Most people will only take their allergy medications only when they actually have a problem. Experts these days though, feel that pretreatment is a much better way to go about it. When you know that you have an allergy and that your body reacts in a certain way to certain kinds of environment, there's really no reason to wait for everything to swell up and become itchy. You can just take the medicines you need before the symptoms begin to bother you.

Let's quickly run through a couple of the most popular allergy medications there are.

Antihistamines are just about the oldest and best-known allergy medications on earth. You even get them over-the-counter sometimes. Antihistamines, nasal sprays and eyedrops, for instance, are available without prescription. Several kinds of popular names for over-the-counter antihistamines - names like Allegra, Benadryl and Claritin, are ones everyone knows about.

Antihistamines work by making it difficult for your body to let those bothersome histamines loose on you. If you're wondering what histamines are, they are substances that your immune cells produce for no reason, when there's an allergy. The funny thing is, that if you are bothered by how antihistamines make you sleepy, you have to go to a doctor for a prescription for antihistamines that don't make you sleepy.

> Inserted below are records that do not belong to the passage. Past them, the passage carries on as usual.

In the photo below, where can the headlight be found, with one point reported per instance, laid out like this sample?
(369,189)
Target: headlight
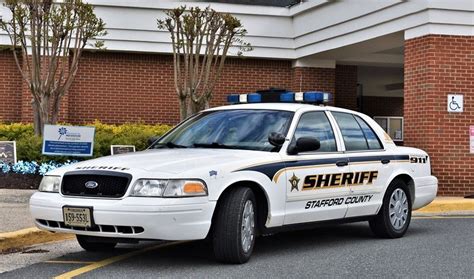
(168,188)
(50,184)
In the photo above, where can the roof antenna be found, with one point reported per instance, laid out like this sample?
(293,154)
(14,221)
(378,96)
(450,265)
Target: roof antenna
(301,83)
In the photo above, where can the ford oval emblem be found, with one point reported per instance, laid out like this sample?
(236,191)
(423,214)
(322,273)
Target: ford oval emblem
(91,184)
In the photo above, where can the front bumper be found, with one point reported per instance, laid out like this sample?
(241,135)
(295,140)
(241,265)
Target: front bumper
(159,218)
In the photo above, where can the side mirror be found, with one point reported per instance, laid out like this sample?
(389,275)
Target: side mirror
(276,139)
(304,144)
(152,140)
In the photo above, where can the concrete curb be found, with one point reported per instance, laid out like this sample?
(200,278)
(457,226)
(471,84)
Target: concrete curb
(19,239)
(445,205)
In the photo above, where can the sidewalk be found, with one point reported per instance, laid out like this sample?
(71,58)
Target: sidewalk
(17,228)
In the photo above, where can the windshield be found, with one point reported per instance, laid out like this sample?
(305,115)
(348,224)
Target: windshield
(233,129)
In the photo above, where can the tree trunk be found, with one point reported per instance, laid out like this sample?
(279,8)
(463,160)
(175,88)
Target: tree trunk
(44,108)
(183,109)
(36,118)
(55,111)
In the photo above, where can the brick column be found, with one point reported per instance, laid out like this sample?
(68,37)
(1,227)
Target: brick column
(346,86)
(10,88)
(434,67)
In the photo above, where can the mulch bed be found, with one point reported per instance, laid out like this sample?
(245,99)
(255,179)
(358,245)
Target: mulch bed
(19,181)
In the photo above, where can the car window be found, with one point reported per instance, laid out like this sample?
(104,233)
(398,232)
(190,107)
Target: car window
(372,139)
(316,125)
(234,129)
(354,138)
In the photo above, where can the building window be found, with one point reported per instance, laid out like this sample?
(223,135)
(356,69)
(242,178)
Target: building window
(392,125)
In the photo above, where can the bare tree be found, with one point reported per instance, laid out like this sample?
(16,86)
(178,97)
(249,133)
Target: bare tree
(201,39)
(47,40)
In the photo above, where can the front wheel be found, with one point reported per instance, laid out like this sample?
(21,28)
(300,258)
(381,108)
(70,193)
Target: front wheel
(90,243)
(234,228)
(395,215)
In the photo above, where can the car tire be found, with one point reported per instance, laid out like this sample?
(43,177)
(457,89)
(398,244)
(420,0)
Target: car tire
(234,230)
(93,244)
(394,217)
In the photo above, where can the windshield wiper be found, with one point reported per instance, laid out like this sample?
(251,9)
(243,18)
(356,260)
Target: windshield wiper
(171,145)
(214,145)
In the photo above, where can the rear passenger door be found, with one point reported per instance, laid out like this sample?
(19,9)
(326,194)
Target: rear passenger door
(368,163)
(313,192)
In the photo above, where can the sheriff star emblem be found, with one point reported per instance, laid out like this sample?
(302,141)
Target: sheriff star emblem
(294,180)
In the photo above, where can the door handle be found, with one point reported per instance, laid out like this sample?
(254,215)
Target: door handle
(342,163)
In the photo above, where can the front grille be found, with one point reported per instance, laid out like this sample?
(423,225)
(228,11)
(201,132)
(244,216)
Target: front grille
(95,228)
(110,185)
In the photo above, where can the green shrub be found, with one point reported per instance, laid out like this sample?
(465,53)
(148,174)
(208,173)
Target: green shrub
(29,146)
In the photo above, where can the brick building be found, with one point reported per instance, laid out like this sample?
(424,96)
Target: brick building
(394,60)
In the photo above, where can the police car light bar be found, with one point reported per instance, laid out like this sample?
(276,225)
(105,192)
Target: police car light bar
(244,98)
(306,97)
(311,97)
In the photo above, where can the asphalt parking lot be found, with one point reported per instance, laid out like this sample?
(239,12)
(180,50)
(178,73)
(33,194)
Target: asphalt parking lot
(433,247)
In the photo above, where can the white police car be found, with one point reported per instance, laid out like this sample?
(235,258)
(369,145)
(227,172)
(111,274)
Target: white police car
(234,172)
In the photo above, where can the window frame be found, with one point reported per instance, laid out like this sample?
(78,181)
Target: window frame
(388,125)
(339,146)
(342,137)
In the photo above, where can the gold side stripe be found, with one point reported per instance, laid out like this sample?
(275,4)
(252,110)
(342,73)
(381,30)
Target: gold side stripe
(278,173)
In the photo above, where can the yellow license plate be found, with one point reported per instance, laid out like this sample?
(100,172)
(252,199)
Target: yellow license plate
(77,216)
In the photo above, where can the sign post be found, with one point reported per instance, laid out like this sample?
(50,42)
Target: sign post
(68,140)
(8,152)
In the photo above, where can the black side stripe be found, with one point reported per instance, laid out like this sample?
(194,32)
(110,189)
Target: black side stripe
(271,169)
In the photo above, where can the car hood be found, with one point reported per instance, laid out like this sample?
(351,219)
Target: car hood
(176,161)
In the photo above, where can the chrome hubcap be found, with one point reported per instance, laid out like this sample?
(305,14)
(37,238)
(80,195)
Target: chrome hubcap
(248,225)
(398,209)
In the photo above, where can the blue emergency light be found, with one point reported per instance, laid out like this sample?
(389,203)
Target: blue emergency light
(310,97)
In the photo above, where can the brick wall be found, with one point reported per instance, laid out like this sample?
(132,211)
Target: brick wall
(10,88)
(117,88)
(346,86)
(435,66)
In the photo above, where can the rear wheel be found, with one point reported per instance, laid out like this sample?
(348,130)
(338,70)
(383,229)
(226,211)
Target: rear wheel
(234,228)
(90,243)
(395,215)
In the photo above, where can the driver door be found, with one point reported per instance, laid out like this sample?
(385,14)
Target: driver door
(313,191)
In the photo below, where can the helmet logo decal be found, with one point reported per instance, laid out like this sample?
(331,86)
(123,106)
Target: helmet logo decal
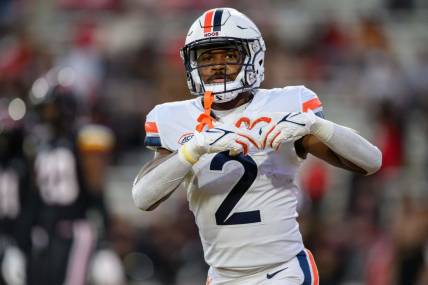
(212,21)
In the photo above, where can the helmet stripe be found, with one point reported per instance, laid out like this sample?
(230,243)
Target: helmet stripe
(208,21)
(217,19)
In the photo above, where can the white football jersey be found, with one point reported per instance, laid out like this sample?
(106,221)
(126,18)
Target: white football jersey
(244,206)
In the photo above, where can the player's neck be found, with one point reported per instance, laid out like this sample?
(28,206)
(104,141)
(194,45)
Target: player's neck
(241,99)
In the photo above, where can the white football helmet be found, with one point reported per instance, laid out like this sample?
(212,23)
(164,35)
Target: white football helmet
(225,27)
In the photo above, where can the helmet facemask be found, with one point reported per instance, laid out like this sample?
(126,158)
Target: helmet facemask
(201,72)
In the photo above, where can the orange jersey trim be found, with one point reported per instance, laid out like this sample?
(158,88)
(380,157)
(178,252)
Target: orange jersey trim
(208,21)
(151,127)
(311,104)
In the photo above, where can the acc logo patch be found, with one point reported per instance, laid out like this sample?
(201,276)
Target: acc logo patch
(185,138)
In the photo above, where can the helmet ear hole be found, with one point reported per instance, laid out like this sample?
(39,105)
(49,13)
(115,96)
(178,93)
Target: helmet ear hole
(236,30)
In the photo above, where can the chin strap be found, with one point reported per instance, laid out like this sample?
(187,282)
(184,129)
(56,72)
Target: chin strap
(205,118)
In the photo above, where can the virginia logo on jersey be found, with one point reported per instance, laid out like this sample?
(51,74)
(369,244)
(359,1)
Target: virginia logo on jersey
(185,138)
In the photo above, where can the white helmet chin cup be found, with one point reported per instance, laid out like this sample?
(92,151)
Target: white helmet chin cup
(229,27)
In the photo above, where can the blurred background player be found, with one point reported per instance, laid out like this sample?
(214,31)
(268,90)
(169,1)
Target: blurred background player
(237,150)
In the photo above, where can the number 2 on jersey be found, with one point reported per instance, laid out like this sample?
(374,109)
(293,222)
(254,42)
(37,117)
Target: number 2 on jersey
(222,214)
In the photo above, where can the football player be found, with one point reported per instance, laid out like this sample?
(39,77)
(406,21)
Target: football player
(69,166)
(236,149)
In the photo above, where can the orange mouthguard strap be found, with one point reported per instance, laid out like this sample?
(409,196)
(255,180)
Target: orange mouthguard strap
(205,118)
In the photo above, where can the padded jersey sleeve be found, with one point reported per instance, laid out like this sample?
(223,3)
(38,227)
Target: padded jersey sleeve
(310,101)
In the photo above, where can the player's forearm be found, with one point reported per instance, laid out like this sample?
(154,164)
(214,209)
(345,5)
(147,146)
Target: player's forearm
(157,180)
(348,144)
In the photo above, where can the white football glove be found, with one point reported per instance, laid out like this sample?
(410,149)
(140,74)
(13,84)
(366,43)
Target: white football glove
(218,139)
(290,128)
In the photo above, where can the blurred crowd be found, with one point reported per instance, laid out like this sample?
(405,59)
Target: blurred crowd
(77,78)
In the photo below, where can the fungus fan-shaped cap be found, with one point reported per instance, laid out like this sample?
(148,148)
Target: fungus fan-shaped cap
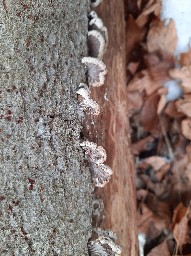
(104,246)
(95,3)
(96,71)
(96,44)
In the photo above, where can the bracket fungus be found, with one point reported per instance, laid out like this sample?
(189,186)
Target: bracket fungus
(101,173)
(86,102)
(95,3)
(96,71)
(96,44)
(104,246)
(96,23)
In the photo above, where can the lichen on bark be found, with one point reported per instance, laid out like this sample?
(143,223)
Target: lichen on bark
(45,188)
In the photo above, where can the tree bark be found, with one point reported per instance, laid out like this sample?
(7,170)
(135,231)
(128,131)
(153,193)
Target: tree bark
(45,188)
(113,133)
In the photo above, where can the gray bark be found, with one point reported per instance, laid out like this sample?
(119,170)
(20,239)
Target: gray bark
(45,186)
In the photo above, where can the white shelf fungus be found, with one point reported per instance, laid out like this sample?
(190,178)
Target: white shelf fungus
(101,173)
(86,102)
(96,44)
(104,246)
(95,3)
(96,23)
(96,71)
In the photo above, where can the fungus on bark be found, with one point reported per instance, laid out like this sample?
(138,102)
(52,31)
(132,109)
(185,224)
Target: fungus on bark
(95,3)
(86,102)
(101,173)
(96,23)
(96,44)
(104,246)
(96,71)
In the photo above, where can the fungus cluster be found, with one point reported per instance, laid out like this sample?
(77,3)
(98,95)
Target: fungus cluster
(96,155)
(86,102)
(96,70)
(103,246)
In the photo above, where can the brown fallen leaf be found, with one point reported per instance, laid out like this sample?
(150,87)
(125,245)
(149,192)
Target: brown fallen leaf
(147,221)
(152,6)
(184,106)
(161,104)
(149,117)
(171,110)
(178,214)
(142,145)
(161,248)
(162,37)
(132,67)
(134,35)
(188,151)
(183,74)
(134,102)
(185,58)
(157,162)
(143,81)
(159,64)
(181,229)
(186,128)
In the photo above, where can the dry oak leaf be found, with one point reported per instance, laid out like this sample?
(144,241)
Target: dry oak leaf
(157,162)
(149,117)
(181,230)
(183,74)
(172,111)
(134,35)
(186,128)
(161,248)
(153,6)
(185,58)
(162,37)
(143,81)
(184,106)
(158,64)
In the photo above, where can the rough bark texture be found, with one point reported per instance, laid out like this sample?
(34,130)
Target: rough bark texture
(113,133)
(45,188)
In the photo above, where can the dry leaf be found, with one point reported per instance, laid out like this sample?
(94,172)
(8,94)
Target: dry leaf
(143,81)
(171,110)
(178,214)
(157,162)
(183,74)
(161,104)
(132,67)
(149,117)
(142,145)
(186,128)
(159,64)
(134,35)
(181,230)
(162,37)
(134,102)
(185,58)
(184,106)
(161,248)
(152,6)
(188,151)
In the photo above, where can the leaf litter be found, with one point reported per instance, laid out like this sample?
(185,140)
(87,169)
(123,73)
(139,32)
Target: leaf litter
(159,107)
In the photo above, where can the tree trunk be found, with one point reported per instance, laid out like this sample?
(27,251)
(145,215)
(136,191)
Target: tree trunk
(113,134)
(45,188)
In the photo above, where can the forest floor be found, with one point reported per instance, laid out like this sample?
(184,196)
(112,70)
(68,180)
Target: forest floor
(159,107)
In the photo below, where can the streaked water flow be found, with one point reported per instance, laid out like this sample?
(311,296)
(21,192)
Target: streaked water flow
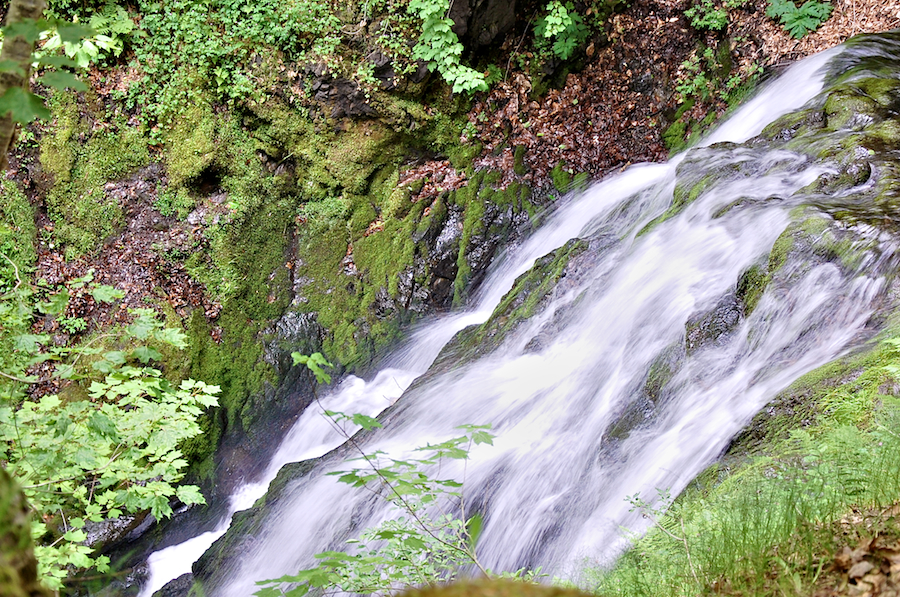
(552,487)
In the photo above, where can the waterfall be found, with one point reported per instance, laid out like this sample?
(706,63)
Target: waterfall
(552,488)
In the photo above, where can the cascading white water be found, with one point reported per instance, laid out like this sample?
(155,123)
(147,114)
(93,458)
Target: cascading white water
(549,492)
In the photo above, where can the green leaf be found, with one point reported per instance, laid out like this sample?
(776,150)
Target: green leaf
(27,28)
(366,422)
(11,66)
(473,529)
(189,494)
(103,426)
(60,79)
(105,293)
(143,325)
(57,61)
(145,354)
(71,33)
(56,304)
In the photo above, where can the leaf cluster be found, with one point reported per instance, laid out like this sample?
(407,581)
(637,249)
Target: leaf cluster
(798,21)
(563,27)
(95,454)
(439,46)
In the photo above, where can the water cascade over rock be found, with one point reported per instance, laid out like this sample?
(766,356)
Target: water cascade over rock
(648,320)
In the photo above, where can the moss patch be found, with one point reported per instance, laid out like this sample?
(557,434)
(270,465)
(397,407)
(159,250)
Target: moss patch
(80,160)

You would think that they would regulate the sleepy stuff and not the stuff that just does its job.

It's hard to make your mind up about what kind of allergic reaction is the most bothersome. When you're all itchy and your eyes and nose won't stop running, it often seems like nothing could be worse than those. But when you have trouble breathing because your airways are all congested and constricted, it feels like you're fighting just to stay alive. Decongestants are some of the most important allergy medications around.

Decongestants work by shrinking swollen tissues in your airways. They also help your body produce less mucus. They can be really useful when you're in the middle of a full-blown liturgy attack. Doctors sometimes recommend that you take combinations - decongestants together with antihistamines, for instance. You don't have to take two pills though. They sell combinations over the counter - with names like a Allegra-D or Claritin-D.